II. In this law action our review is not de novo; we of course are bound by the trial court's findings of fact. Iowa Code § 624.2 (1985); Iowa R.App.P. 14(f)(1). Significantly, the trial court did not find Albert would not have left his earlier position had he realized he was giving up his tenure. This is Albert's claim but it was ignored in the trial court's findings of fact. The trial court merely found that, at the time he was fired, Albert was a management employee, not covered by the bargaining agreement.

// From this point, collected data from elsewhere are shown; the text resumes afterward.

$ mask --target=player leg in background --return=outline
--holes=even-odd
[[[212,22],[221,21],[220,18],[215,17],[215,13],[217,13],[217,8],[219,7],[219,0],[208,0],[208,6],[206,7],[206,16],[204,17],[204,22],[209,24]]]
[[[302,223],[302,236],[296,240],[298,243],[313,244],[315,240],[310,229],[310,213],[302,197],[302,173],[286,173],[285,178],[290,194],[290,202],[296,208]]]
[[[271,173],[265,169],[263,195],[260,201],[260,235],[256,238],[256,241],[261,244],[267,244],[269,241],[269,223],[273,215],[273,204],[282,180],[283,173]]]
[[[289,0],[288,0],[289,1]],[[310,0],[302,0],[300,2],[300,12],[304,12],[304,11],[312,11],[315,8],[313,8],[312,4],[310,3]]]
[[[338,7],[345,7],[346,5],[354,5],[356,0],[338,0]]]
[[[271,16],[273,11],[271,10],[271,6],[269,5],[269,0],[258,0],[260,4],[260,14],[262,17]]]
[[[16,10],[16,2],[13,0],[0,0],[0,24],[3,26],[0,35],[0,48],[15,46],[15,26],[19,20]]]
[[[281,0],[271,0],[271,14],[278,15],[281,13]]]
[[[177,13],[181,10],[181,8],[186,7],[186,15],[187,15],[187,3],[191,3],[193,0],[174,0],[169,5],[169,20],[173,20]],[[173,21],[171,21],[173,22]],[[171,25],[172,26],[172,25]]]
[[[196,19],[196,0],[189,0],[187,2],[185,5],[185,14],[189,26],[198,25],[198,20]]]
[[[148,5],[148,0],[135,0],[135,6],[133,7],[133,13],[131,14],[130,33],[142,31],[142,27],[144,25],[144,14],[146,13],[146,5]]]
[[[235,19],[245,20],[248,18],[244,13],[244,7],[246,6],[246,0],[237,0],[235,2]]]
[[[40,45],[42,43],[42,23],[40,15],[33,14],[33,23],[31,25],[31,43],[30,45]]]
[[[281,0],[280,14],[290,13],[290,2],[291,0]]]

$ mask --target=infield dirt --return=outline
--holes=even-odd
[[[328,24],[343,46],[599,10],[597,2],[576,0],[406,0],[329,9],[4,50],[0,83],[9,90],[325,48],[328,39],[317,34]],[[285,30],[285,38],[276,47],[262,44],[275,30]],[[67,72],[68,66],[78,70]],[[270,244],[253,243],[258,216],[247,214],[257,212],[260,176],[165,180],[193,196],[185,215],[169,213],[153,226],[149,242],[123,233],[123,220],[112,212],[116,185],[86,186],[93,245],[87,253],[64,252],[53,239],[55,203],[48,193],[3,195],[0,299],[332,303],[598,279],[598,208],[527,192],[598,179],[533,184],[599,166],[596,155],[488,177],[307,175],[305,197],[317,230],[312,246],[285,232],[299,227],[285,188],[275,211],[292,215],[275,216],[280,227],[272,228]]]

There was no motion under rule of civil procedure 179(b) that the trial court's findings be enlarged. See Brunner v. United Fire & Casualty Co., 338 N.W.2d 151, 152 (Iowa 1983) (where party "did not seek an enlargement of the ruling pursuant to Iowa R.Civ.P. 179(b) ... we presume the court decided in [the prevailing party's] favor the facts necessary to support its decision"). To reverse the trial court under the proper scope of review, we would in effect have to find that Albert established the additional consideration as a matter of law. This was not done.

The trial court was correct in concluding that, under the facts it found, Albert's contract fell under the general rule, not the exception. His employment could be said to be permanent, but, lacking the additional *240 consideration necessary to elevate it to a lifetime job, it was terminable at the will of either party.

DECISION OF COURT OF APPEALS VACATED; DISTRICT COURT JUDGMENT AFFIRMED.